Publication information
- Publisher: Marvel Comics
- First appearance: Werewolf By Night #13 (January 1974)
- Created by: Marv Wolfman (writer) Mike Ploog (artist)

In-story information
- Alter ego: Unknown
- Species: Human
- Team affiliations: Witches
- Partnerships: Doctor Strange Jack Russell
- Notable aliases: Topaz
- Abilities: Demonic magic; Telekinesis; Telepathy; Empathy;

= Topaz (Marvel Comics) =

Marvel Comics fictional character

Topaz is a character appearing in American comic books published by Marvel Comics. Created by writer Marv Wolfman and artist Mike Ploog, the character first appeared in Werewolf By Night #13 (1974). Topaz is a witch who belongs to a coven alongside Jennifer Kale and Satana Hellstrom.

==Publication history==

=== Concept and creation ===
Comic book artist Mike Deodato used his wife as a reference to depict Topaz in the 2004 Witches series.

=== 1970s ===
Topaz debuted in Werewolf By Night #13 (1974), and was created by Marv Wolfman and Mike Ploog. She appeared in the 1972 Tomb of Dracula series. She appeared as a supporting character and love interest of Jack Russell in the 1974 Giant-Size Werewolf By Night series. She appeared as a recurring supporting character of Doctor Strange in the 1974 Doctor Strange series.

=== 1980-1990s ===
Topaz appeared in the 1987 Strange Tales series, the 1990 Ghost Rider series, the 1993 Spider-Man Unlimited series, the 1999 Doctor Strange series, and the Dr. Strange: Flight of Bones one-shot.

=== 2000s ===
Topaz appeared as one of the three main characters in the 2004 Witches series. She appeared in the 2021 Witches Unleashed one-shot.
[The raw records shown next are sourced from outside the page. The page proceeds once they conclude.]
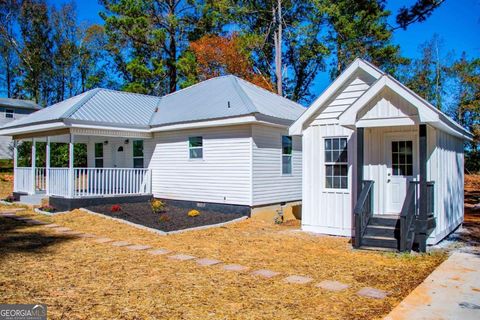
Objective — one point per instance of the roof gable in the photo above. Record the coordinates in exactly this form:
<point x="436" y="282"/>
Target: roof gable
<point x="342" y="80"/>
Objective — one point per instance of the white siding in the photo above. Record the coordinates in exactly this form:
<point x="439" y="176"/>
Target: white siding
<point x="222" y="176"/>
<point x="445" y="167"/>
<point x="269" y="185"/>
<point x="326" y="210"/>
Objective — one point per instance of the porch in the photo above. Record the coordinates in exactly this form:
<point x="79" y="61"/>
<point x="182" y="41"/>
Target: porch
<point x="113" y="166"/>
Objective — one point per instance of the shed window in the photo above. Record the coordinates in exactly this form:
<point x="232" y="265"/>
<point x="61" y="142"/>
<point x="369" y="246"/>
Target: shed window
<point x="286" y="155"/>
<point x="9" y="113"/>
<point x="138" y="153"/>
<point x="99" y="155"/>
<point x="402" y="158"/>
<point x="336" y="163"/>
<point x="195" y="147"/>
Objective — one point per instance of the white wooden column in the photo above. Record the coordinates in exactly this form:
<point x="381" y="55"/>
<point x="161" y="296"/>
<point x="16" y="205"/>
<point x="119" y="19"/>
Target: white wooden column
<point x="71" y="179"/>
<point x="47" y="167"/>
<point x="15" y="164"/>
<point x="34" y="165"/>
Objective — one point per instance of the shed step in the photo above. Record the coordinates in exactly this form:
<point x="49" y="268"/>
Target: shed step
<point x="379" y="241"/>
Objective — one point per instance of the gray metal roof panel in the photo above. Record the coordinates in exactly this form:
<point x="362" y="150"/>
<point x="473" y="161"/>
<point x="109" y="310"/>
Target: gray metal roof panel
<point x="210" y="99"/>
<point x="54" y="112"/>
<point x="19" y="103"/>
<point x="116" y="107"/>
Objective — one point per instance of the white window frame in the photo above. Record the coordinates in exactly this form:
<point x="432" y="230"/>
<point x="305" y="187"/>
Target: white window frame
<point x="195" y="148"/>
<point x="95" y="154"/>
<point x="333" y="163"/>
<point x="9" y="111"/>
<point x="286" y="155"/>
<point x="138" y="157"/>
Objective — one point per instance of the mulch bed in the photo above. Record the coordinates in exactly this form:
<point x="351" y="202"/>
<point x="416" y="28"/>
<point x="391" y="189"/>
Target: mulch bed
<point x="178" y="219"/>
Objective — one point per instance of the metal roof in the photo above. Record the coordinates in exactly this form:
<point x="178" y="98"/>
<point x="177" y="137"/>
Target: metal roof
<point x="217" y="98"/>
<point x="19" y="103"/>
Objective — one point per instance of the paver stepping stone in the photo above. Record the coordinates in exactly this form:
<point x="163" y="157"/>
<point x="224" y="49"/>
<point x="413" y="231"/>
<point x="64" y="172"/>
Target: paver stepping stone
<point x="265" y="273"/>
<point x="8" y="215"/>
<point x="205" y="262"/>
<point x="87" y="235"/>
<point x="120" y="243"/>
<point x="73" y="233"/>
<point x="62" y="229"/>
<point x="372" y="293"/>
<point x="157" y="252"/>
<point x="234" y="267"/>
<point x="298" y="279"/>
<point x="181" y="257"/>
<point x="332" y="285"/>
<point x="36" y="222"/>
<point x="138" y="247"/>
<point x="103" y="240"/>
<point x="52" y="225"/>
==Fictional character biography==
The character's origins and real name are unknown, even to herself. As a child, Topaz was found by the sorcerer Taboo, who was living in an Indian prison camp at the time. Wishing to use her magical abilities to his own ends, Taboo adopted her and named her Topaz. He used her as a familiar and taught her several spells. Years later, Taboo forces Topaz to use her powers to control Jack Russell. Cast out by Taboo after refusing to kill Russell, Topaz helps Russell learn to control his werewolf powers, and becomes his lover.
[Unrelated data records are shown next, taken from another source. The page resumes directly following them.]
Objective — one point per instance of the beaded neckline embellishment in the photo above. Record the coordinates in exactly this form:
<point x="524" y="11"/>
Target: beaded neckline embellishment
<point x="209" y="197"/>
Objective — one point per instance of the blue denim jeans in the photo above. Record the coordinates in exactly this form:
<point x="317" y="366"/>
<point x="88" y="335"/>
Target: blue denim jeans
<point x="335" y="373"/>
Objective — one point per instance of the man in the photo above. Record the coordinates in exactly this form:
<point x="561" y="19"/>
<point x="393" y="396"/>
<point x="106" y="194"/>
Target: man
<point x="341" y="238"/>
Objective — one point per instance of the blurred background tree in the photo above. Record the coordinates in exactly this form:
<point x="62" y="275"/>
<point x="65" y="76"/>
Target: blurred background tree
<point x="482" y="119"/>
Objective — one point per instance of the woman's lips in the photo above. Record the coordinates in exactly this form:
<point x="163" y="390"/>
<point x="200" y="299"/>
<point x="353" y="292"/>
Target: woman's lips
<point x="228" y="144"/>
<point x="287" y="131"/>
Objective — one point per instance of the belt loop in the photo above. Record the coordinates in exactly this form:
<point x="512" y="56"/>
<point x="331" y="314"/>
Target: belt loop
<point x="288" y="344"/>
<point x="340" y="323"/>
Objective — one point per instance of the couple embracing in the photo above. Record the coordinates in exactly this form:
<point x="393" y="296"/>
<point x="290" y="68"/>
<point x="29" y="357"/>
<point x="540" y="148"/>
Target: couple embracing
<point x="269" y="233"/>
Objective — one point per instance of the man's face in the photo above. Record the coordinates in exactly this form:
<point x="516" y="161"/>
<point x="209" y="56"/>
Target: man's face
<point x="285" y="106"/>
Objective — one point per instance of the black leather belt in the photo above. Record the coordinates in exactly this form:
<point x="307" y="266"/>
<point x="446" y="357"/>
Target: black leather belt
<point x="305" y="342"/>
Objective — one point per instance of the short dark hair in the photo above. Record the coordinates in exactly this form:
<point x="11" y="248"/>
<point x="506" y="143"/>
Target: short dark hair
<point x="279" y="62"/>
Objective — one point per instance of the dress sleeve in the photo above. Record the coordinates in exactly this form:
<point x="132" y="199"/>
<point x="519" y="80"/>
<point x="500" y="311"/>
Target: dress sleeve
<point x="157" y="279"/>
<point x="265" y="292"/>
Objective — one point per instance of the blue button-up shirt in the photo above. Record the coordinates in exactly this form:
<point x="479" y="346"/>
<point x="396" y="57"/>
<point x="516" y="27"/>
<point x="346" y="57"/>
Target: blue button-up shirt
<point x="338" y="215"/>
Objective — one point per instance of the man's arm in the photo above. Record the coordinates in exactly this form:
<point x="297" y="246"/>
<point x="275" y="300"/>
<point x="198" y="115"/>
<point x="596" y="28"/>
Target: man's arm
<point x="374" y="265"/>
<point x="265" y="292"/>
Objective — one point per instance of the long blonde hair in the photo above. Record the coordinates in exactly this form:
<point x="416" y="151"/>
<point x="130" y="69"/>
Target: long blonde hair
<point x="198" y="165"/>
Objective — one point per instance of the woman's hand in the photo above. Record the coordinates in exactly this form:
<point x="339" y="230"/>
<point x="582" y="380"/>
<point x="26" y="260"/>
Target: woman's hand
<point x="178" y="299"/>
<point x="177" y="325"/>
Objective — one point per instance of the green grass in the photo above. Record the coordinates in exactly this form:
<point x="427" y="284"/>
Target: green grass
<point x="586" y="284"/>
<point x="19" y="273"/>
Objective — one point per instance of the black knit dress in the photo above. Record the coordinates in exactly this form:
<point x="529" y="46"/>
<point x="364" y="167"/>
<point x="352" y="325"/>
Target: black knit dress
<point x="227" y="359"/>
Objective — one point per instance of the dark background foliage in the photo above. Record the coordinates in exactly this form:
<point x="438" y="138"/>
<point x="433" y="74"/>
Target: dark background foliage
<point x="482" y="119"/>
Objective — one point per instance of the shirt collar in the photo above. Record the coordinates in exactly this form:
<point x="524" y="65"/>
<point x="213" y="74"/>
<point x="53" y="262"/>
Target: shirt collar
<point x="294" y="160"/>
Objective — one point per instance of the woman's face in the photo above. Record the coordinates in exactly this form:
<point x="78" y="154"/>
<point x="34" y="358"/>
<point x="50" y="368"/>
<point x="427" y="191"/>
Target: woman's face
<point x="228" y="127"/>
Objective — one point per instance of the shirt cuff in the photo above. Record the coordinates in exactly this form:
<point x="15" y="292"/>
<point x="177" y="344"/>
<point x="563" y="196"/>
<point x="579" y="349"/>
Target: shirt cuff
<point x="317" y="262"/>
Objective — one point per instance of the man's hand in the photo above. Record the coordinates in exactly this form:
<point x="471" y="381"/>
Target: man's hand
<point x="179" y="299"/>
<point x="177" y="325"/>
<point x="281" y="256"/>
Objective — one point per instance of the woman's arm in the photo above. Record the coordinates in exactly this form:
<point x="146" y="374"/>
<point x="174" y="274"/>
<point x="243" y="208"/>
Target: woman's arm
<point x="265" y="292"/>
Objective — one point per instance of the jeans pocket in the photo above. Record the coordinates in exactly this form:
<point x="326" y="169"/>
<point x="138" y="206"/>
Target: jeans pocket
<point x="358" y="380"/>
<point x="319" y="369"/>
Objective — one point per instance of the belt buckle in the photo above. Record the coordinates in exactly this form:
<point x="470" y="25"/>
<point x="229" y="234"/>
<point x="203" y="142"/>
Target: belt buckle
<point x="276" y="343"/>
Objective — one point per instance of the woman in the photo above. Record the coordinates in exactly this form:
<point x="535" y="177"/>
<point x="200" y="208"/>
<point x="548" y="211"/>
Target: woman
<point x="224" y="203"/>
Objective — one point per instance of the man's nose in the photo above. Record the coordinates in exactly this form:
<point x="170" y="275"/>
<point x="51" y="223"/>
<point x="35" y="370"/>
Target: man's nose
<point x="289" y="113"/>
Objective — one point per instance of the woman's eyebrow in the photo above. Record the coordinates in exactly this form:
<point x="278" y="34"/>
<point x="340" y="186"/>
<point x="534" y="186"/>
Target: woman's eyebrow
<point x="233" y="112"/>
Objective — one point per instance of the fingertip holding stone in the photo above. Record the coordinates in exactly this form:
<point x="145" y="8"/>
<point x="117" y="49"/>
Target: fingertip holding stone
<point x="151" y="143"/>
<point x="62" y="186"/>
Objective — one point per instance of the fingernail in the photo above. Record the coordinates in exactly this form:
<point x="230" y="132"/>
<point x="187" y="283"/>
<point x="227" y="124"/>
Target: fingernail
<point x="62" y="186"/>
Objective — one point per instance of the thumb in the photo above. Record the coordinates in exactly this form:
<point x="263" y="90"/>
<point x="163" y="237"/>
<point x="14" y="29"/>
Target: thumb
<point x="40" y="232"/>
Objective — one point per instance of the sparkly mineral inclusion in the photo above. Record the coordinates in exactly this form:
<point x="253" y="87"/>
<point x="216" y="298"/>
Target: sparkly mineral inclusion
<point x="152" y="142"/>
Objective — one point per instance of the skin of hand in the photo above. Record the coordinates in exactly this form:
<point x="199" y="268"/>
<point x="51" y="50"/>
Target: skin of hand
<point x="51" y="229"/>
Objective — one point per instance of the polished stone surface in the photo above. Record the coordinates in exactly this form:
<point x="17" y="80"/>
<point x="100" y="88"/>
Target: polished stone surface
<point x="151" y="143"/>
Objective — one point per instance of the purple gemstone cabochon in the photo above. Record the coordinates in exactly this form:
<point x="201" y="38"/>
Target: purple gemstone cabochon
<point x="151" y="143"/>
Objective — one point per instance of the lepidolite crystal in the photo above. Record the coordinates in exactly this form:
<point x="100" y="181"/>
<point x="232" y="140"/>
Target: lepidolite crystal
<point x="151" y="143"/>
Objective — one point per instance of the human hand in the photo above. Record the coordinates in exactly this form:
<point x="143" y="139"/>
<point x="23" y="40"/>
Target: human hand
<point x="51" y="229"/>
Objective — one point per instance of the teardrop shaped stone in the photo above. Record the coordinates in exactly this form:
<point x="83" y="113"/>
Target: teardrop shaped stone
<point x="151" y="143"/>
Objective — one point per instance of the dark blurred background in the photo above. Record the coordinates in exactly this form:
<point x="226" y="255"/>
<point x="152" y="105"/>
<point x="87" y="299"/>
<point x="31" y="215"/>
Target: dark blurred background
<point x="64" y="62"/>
After Topaz destroys Mephisto, Mephisto's minions trap her in another dimension with a spell that would remove a portion of her soul and rob her of her empathic powers if she ever leaves the realm. Later, Mephisto is revealed to be alive. After he is destroyed by Franklin Richards, Topaz is freed from her imprisonment. Her soul is eventually restored by Doctor Strange and Urthona.

Topaz has a quiet life for a while, running a bar called the Voodoo Lounge. However, once Dormammu learns her whereabouts, he seeks revenge and had one of his agents enslave her. Once again, Strange comes to Topaz's rescue. Topaz later helps Doctor Strange in yet another battle, joining forces with Jennifer Kale and Satana against the Hellphyr force and fighting zombies and demons. After winning this battle, Topaz founds the group known as the Witches in order to protect the world from mystical threats and prevent would-be thieves from stealing the Kale family's Book of Shadows.

==Powers and abilities==
Topaz possesses mystic abilities, including empathy, telepathy, and telekinesis. She can magnify or diminish emotions. She is able to infuse life energy, and heal injures. Topaz can serve as a familiar to other sorcerers, focusing and magnifying their abilities. She can absorb pain, suffering, hatred, and fear from others into herself.